Hazel, a third grader from Roxbury, said for “a bunch of these kids in the school, this school means a lot to them.” Ophelia, also a third grader, said “it’s really fun to be at. All the teachers are really great, and I’d be pretty bummed if this school was closed.”

“I know that this board is incredibly equity focused, and we have not applied an equity lens to this,” said Kristen Getler, board member representing Roxbury. “Our communities are in partnership, no matter where this goes.”

Williams said equity means “real access to everything that the district has to offer. And that also means an alternative thinking about how we move our smallest kids all this distance,” with the ride from the first stop in Roxbury to Montpelier taking up to an hour and a half.

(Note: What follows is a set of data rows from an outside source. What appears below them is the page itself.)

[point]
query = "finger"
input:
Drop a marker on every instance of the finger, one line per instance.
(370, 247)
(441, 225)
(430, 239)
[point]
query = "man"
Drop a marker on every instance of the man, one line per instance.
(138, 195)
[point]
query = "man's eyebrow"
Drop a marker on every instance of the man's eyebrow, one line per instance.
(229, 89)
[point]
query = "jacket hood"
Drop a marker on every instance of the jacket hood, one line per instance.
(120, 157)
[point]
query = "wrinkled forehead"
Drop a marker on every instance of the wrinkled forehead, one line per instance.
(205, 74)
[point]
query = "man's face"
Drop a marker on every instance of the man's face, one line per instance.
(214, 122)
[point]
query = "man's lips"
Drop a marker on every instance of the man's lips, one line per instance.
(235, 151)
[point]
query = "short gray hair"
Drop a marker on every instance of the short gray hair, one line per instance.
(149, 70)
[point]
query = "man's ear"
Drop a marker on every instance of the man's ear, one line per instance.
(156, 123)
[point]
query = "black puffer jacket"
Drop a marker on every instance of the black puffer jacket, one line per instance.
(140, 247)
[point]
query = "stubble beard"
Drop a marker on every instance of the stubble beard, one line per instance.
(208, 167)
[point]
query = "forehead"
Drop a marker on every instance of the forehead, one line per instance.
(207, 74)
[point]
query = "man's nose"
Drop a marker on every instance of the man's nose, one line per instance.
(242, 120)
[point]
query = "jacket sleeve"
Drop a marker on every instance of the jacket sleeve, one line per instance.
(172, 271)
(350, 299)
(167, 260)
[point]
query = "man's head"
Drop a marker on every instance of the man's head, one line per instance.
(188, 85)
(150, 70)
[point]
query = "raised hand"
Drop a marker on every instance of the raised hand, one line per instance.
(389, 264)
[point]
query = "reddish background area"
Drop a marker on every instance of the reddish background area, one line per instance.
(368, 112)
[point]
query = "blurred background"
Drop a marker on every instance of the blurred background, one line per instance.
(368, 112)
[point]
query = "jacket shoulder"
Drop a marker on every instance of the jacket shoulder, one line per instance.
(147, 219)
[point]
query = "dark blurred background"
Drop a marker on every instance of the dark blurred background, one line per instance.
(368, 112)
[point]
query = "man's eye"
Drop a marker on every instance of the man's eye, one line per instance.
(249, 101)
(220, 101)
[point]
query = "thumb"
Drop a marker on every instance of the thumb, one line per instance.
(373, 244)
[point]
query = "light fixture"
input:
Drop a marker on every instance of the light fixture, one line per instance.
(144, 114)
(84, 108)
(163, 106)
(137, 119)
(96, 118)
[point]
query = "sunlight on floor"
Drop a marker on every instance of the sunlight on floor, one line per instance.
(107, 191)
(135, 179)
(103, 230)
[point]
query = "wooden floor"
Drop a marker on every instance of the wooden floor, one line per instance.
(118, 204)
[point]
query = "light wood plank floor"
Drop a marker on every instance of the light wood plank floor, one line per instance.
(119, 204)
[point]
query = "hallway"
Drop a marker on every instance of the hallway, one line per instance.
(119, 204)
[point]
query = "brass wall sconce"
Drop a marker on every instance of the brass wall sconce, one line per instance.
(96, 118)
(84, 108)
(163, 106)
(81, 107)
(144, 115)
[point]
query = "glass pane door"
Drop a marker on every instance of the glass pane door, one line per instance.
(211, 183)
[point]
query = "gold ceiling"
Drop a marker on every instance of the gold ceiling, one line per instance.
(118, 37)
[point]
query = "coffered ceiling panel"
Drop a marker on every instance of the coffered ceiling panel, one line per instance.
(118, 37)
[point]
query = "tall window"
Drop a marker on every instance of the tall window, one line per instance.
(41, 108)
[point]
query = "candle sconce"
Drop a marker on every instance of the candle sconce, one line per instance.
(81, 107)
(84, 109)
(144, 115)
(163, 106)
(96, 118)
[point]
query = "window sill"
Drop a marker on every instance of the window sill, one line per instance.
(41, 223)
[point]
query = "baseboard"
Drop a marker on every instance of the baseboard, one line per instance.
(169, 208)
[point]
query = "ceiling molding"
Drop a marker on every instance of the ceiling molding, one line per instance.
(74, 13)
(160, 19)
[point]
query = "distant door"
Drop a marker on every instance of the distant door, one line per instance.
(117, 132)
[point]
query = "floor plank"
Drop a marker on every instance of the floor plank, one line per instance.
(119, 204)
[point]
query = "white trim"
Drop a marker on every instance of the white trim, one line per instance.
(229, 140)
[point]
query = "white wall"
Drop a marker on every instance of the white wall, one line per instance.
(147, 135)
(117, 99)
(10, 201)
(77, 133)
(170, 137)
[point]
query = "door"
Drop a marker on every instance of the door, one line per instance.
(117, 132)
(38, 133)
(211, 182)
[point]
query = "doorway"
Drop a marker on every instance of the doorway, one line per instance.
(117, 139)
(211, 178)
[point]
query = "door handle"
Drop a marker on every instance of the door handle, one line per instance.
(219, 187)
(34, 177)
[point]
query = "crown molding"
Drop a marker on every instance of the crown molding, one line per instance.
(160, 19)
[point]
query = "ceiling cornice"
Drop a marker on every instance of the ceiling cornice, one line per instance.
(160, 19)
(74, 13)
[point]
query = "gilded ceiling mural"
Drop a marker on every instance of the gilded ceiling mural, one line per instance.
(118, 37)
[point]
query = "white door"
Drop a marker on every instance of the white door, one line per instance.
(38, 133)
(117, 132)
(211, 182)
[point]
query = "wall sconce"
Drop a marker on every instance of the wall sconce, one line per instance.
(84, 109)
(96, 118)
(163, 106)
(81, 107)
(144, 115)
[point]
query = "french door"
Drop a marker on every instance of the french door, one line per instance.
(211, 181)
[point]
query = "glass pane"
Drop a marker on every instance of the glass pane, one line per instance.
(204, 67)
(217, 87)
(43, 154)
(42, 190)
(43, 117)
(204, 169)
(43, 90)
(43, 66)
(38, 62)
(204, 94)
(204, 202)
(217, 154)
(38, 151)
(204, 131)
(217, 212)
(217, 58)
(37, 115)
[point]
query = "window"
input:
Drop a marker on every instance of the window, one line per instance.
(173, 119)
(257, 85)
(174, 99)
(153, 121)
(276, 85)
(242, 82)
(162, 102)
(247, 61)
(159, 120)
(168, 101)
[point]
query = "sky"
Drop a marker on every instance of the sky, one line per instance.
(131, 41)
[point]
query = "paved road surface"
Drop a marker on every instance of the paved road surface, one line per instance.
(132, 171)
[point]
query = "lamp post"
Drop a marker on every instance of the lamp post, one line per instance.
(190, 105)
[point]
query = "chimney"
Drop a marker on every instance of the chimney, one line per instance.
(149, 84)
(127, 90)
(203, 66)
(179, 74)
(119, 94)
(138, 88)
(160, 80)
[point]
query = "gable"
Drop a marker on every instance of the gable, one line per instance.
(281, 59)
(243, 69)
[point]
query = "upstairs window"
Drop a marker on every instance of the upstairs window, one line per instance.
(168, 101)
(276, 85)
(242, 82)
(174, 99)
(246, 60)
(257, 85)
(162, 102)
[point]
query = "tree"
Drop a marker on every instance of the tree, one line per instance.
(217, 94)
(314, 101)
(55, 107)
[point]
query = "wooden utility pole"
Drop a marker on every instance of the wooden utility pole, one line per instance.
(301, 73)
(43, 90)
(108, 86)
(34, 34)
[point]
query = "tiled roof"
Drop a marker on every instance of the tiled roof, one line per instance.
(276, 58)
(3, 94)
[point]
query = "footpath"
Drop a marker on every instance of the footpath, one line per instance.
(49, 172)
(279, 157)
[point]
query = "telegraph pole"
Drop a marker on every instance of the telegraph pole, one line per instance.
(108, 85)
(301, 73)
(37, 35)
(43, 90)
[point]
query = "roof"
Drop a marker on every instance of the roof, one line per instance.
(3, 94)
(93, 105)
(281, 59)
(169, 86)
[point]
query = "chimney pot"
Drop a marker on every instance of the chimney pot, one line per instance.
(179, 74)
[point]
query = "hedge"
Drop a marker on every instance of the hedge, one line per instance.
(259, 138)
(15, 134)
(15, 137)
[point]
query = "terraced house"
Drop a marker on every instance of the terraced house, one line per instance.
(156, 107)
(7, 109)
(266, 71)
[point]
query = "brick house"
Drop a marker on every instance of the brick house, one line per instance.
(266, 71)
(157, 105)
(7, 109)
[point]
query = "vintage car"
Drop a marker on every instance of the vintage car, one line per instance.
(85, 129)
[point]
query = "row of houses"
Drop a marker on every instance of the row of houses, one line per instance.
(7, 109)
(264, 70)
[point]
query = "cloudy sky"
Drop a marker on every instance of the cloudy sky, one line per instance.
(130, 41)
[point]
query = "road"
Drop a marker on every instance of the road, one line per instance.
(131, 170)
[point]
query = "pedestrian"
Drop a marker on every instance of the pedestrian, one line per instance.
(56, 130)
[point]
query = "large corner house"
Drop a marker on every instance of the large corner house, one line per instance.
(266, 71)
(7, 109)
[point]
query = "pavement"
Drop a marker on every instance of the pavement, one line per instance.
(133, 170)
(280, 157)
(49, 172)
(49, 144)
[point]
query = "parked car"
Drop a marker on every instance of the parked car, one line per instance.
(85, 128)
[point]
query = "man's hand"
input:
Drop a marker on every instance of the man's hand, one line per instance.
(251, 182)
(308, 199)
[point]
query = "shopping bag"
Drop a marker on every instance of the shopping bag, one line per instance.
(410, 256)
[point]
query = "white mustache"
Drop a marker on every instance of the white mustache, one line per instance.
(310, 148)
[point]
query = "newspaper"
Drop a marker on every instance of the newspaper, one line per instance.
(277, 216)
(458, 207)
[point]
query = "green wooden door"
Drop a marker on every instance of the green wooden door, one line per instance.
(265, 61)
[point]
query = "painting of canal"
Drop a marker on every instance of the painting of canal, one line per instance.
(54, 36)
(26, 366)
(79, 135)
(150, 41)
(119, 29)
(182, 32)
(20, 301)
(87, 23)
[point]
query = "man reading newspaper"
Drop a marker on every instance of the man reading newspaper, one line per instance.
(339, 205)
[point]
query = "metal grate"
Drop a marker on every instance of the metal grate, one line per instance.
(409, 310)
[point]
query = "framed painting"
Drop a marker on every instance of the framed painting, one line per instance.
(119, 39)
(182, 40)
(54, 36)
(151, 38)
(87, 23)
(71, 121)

Cuts that eliminate busing for Roxbury are “terrifying,” and a “dealbreaker,” said Bryant. Even with the current busing, “kids are coming to school hungry, they’re exhausted,” and “they’re getting dropped off three, four miles away from home, sometimes without their parents … we’ve got to figure out the busing.”

The board discussed possibly closing RVS while also increasing busing to Roxbury. Bonesteel said each additional bus costs $75,000.

“I would hope that if we don’t physically have the school here, that we would be able to provide door to door bus service,” said Remick.

Two Communities

A 14% tax rate increase from FY24 to FY25 is an estimated $420 more annually on a $300,000 home in Montpelier, and $144 more annually on a $300,000 home in Roxbury.

“I really really worry about property tax increases at this really high level,” said Caitlin Brower, a solo parent and renter in Montpelier. “It doesn’t feel feasible.”

“I think the Montpelier community wants to keep relationships between towns good,” but the current price tag is too high, said Jim Murphy, board chair. A 23% increase, as projected with the first version of the budget, was “ridiculous.”

“Give yourselves time to do this thing right, and recognize that we will partner with you,” said Bryant.

Rushing a decision “is not how Montpelier rolls,” said Cheryl Ecklund, a Montpelier resident. She asked Montpelier voters to “please think with your hearts and not with your wallets.”

Scott Lewins, board member, said he received messages from “folks who voted no, because we didn’t have a plan,” and from both towns saying “take the time, be deliberate.”

“We have been asking to hear from our community members and we are hearing from them,” said Mia Moore, vice chair. “I want to say thank you very much to every single person who wrote us a letter.” However, Moore noted that finding a final budget number that will pass with voters is “a guessing game.”

Statewide, “30% of budgets failed, so it has nothing to do with the school board. It’s everything to do with the legislature,” said Frazier.

Rep. Jay Hooper (D-Orange-Washington-Addison) attended the meeting and agreed that the budget problems in Montpelier and Roxbury originated with Act 46 and Act 127. “This indeed is all the fault of the legislature,” he said.

Speaking on Act 46 consolidation and the legislature, board member Jake Feldman said “the implicit purpose is to close small schools but they didn’t have the guts to do it, so they want us to do it. And that’s messed up.”

The next school board meeting is scheduled for March 20, 6:30 p.m.